Pattern Recognition and Pseudo-Security

One of my favorite shows on NPR is On The Media.  Each week, the hosts examine a variety of topics related to the media, mostly in the US.  I hear the show on Sunday mornings on New Hampshire Public Radio.  On February 26, 2010, the show aired a story called “The Watchers.”  It brought me back to my graduate school days and my academic roots in computer science, specifically in pattern recognition and machine learning.

The story was about the value of the massive amounts of data that each of us leave behind as we go about our daily electronic lives.  In particular, John Poindexter, convicted of numerous felonies in the early 1990’s for his role in the Iran-Contra scandal (reversed on appeal), had the idea that the US government could use computers to troll through this data, looking for patterns.  When I was in graduate school, deficit hawks were interested in this idea as a way to find people who were scamming the welfare system and credit card companies were interested using it to ferret out credit card fraud.  Then George Bush became president and 9/11 occurred.  Suddenly, Poindexter’s ideas became hot within the defense department.

In 2002, Bush appointed Poindexter as the head of the Information Awareness Office, part of DARPA, and Poindexter pushed the agenda of “total information awareness,” a plan to use software to monitor the wide variety of electronic data that we each leave behind with our purchases and web browsing and cell phone calls and all of our other modern behaviors.  The idea was that by monitoring this data, the software would be able to alert us to potential terrorist activity.  In other words, the software would be able to detect the activities of terrorists as they plan their next attack.

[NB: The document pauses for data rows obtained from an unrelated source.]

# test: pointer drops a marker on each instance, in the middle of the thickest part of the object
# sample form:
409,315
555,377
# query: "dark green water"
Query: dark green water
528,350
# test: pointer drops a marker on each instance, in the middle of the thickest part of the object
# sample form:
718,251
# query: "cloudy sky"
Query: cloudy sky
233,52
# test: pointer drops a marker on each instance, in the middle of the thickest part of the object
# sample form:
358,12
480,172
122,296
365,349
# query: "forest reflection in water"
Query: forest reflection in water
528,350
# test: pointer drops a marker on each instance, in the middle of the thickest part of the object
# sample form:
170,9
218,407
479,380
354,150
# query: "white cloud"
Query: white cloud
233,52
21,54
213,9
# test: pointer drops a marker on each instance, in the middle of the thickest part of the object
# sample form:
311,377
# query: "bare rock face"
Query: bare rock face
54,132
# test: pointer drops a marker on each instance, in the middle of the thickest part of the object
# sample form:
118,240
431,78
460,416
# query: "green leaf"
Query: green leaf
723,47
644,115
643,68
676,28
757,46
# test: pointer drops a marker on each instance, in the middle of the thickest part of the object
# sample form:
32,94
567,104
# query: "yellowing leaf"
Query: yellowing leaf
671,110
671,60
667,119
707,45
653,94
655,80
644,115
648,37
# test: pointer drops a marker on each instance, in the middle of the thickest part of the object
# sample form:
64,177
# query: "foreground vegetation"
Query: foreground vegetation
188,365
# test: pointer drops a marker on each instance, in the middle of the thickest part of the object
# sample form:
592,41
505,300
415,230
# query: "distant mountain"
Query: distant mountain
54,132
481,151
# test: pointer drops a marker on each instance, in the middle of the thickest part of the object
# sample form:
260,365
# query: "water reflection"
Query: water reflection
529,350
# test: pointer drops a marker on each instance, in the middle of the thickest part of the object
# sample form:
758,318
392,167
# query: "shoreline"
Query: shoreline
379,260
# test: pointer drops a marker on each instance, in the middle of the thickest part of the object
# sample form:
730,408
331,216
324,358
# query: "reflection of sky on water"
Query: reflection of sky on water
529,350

The On The Media story described the problems with this program, problems that we knew about way back when I was in graduate school in the early 1990’s.  The biggest problem is that the software is overwhelmed by the sheer volume of data that is currently being collected.  This problem is similar to the problem of information overload in humans.  The software can’t make sense of so much data.  “Making sense” of the data is a prerequisite for being able to find patterns within the data.

Why do we care about this issue?  There are a couple of reasons.  The first is that we’re spending a lot of money on this software.  In a time when resources are scarce, it seems crazy to me that we’re wasting time and money on a program that isn’t working.  The second reason is that data about all of us is needlessly being collected and so our privacy is potentially being invaded (if anyone or any software happens to look at the data).  Poindexter’s original idea was that the data would be “scrubbed” so that identifying information was removed unless a problematic pattern was identified.  This particular requirement has been forgotten so that our identifying information is attached to each piece of data as it is collected.  But I think the main reason we should care about this wasted program is because it is another example of security theater, which I’ve written about before.  It does nothing to make us actually safer but is instead a way of pretending that we are safer.

When I was in graduate school, I would never have thought that we would still be talking about this idea all these years later.  Learning from the past isn’t something we do well.